June 10 (Bloomberg) -- Japan’s mighty bureaucrats are up against an unlikely foe: a model-turned-fiscal-firebrand.
Renho Murata is better known for her swimsuit pinups and TV-presenter past than shaking up the status quo. As new leader Naoto Kan’s minister of reform, Renho is about to become the most-feared woman in Tokyo.
She is also one of the reasons investors may be pleasantly surprised by Japan’s newest prime minister, the fifth since Junichiro Koizumi stepped aside in 2006. Here are three scenarios that, if realized, might put Asia’s largest economy on sounder footing.
One: true fiscal change. Clearly, the emphasis is on “if.” This is an economy that’s cried wolf too many times. Eight months ago, Yukio Hatoyama led the Democratic Party of Japan in ending 54 years of virtually uninterrupted one-party rule with big talk of reform. And then, nothing. He resigned the premiership last week.
Enter Kan, a fiscal hawk. If there’s anything Japan needs to do, it’s to convince global investors the nation isn’t heading the way of Greece. As finance minister, Kan, 63, warned that policy makers can’t be complacent about issuing ever-growing mountains of debt just because borrowing costs are low. Kan’s pick for finance chief, Yoshihiko Noda, says Japan must draw lessons from Europe’s fiscal crisis.
Efforts to make sure debt still has buyers have veered into the surreal. That can be seen in a new advertising campaign that suggests, with apparent sincerity, that Japanese women are attracted to men who invest in government bonds. Yeah, right.
To reduce a debt that’s roughly twice the size of the $4.9 trillion economy, the DPJ is doing something revolutionary. It’s holding public hearings at which lawmakers force bureaucrats to defend their bloated budgets. And Renho, the single name by which the lawmaker goes, made quite a splash nationally with aggressive interrogations of government staffers.
Japan needs more of that, and it’s about to get it. Conversations about reining in debt too often focus on tax increases -- not a good idea with deflation deepening. It’s about spending less, and spending better.
Funds need to be redirected away from wasteful public-works projects and toward pursuits that create quality jobs and increase competitiveness. Japan could actually get more growth out of less borrowing if it spent more creatively.
Lawmakers need to be careful. DPJ leaders want to tread carefully in paring research spending at a time when China and India are upping theirs. Still, Japan is a fiscal train wreck waiting to happen. Kan’s focus on debt is good news for Japan’s credit rating and investors to boot.
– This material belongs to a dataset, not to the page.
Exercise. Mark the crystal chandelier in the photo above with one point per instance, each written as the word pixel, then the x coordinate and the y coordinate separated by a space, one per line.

Two: youthful energy. At 42, Renho is a poster girl -- literally -- for fresh leadership. So is Noda, who, at 53, stands in stark generational contrast to Hatoyama’s first finance minister -- 77-year-old Hirohisa Fujii. What’s more, Kan gave his party’s No. 2 post to Yukio Edano, 46.
Age is no predictor of performance. Nor is youth normally a plus in a political culture steeped in seniority and back-room appointments. The septuagenarians had their chance in Tokyo, not to mention the octogenarians. Why not try turning the keys over to a younger, less-ingrained crowd?
Kan’s background and priorities make that possible. He’s one of the few prime ministers Japan has had in recent decades who didn’t descend from political royalty. His family name had nothing to do with this election.
This “commoner” may be a less predictable leader than his predecessors, less doctrinaire in his views and less beholden to shadowy puppeteers pulling the strings from afar.
Three: bureaucrats beware. Kan won’t make many friends among the government staffers who really run the economy. His party’s lip service on wresting control from the bureaucracy hasn’t translated into action. Kan’s decision to dump some of Hatoyama’s key retainers in favor of his own suggests the gloves are coming off.
Too many bureaucrats work for themselves, not taxpayers. One reason is the hope of eventually getting a cushy gig in the industries they oversaw while in government. If that’s not a recipe for corruption and economic stagnation, what is? In trying to revitalize an economy devoid of vitality, Kan is looking in the right places.
That gets us back to the “if.” None of this is possible if Kan isn’t around long enough to deliver change. Next month’s upper-house elections are the first big test. If he and his coalition government survive, Kan will have an opportunity to show investors that Japan can hold its ground in a volatile global economy.
Kan’s sticking around would break the revolving-door politics that plague Japan. It’s become too easy for prime ministers to walk away when the going gets tough. A better system would require that they make bold decisions, stand by them and make them work -- not bow out when approval ratings slide. No serious person can say this discontinuity in government is a good thing.
Change doesn’t come easy in Japan, and new approaches to it are desperately needed. A commoner premier and a one-time swimsuit idol asking hard questions may be just the answer.
(William Pesek is a Bloomberg News columnist. The opinions expressed are his own.)